Critique de The wizard of gore - Et ça continue en gore et en gore...
Par : Damien Taymans
Tags : Gore

Montag le magnifique exécute des tours prodigieux devant une assistance certes minime mais ébahie. Hypnotisant public et cobayes, il donne l’illusion de mutiler de jeunes femmes sur scène. Quelques heures après, les victimes de ses tours maléfiques succombent aux blessures qu’il leur avait préalablement infligé...

"Argento, il est correct. Mais Lewis, il est carrément dément. Attention, je te parle de bassines de jus de tomates, de litres et de litres d’hémoglobine, de flots bouillonnants de cervelle en gélatine." Ainsi résumée par l’un des personnages créés par Diablo Cody, l’oeuvre d’Herschell Gordon Lewis semble attrayante voire foutrement réjouissante. Reconnu comme le créateur (involontaire sans doute) d’un sous-genre nouveau (le film gore ou splatter movie), Lewis a d’abord fait ses armes dans le registre pornographique avant d’appliquer un schéma semblable dans le domaine de l’horreur. La recette est simple : plutôt que de soumettre des beautés sculpturales à l’écartement de guiboles toutes les dix minutes, Lewis pratique le démembrement, l’énucléation, l’éventrement. Avec le même appétit en matière de détails anatomiques.

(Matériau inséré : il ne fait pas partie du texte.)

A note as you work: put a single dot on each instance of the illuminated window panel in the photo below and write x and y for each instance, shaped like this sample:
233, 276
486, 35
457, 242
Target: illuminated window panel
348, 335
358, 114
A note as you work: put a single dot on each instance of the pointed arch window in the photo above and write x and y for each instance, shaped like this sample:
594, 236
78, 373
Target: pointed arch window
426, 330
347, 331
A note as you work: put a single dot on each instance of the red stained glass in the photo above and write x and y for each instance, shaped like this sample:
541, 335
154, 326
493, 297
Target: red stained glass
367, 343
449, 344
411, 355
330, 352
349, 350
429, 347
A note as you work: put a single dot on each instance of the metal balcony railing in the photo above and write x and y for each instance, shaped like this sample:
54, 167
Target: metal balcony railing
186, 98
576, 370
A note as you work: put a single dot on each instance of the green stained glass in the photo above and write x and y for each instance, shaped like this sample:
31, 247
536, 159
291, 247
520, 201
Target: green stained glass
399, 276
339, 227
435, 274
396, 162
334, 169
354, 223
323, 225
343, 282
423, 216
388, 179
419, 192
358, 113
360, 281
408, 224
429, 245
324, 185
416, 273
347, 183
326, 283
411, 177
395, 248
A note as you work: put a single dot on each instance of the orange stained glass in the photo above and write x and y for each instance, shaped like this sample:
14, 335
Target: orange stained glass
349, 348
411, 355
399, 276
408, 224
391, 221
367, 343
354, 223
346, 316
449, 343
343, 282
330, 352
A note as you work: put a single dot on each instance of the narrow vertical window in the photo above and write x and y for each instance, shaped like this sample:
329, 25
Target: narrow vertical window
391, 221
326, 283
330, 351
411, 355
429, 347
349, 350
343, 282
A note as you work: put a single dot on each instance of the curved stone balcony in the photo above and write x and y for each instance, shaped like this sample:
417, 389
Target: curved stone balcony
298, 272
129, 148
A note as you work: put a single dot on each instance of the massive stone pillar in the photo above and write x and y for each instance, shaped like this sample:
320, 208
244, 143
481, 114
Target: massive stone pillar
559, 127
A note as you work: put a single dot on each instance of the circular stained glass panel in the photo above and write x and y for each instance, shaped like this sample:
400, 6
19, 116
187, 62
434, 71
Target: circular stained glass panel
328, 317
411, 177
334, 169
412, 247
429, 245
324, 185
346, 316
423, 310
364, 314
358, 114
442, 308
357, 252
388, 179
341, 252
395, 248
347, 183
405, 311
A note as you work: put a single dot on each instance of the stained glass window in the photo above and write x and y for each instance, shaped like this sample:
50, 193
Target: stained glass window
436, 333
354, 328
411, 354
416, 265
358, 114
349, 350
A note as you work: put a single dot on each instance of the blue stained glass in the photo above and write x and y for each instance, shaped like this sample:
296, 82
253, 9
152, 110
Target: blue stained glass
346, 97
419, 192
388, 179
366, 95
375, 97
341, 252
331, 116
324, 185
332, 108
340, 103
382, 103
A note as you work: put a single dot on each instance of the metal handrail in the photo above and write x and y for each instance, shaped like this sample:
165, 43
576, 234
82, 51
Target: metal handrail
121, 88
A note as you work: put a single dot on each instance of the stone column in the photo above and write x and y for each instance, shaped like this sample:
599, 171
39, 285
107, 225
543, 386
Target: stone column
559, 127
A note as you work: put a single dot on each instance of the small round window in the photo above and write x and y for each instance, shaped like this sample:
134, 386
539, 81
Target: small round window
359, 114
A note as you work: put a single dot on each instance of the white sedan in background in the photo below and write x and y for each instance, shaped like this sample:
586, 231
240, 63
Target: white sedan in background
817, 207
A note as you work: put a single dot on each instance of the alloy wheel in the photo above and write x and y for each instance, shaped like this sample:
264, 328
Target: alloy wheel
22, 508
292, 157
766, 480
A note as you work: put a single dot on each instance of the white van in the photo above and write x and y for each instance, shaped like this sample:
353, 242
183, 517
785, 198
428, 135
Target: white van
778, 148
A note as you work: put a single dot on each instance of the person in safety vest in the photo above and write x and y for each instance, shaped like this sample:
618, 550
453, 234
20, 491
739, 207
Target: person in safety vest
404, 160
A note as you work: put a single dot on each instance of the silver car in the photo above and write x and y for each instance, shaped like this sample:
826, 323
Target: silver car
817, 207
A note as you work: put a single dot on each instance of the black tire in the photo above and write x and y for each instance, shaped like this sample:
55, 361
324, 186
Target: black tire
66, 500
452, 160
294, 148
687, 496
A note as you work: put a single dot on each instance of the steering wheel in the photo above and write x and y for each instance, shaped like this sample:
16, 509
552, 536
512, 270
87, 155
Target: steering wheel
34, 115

Piètre illusionniste, à l’instar du prestidigitateur de sa pellicule, Herschell Gordon Lewis recycle continuellement la même dynamique lors de ses tours de passe-passe : plans d’ensemble resserré sur le faciès de la victime beuglant à qui-mieux-mieux avant qu’un gros plan sur les viscères ne termine le travail. L’inertie de chacun de ces plans ne fait qu’accentuer l’amateurisme des effets réalisés à coups de faux sang d’une épaisseur douteuse et de morceaux de chair gélatineux extraits de mannequins à peine ressemblants.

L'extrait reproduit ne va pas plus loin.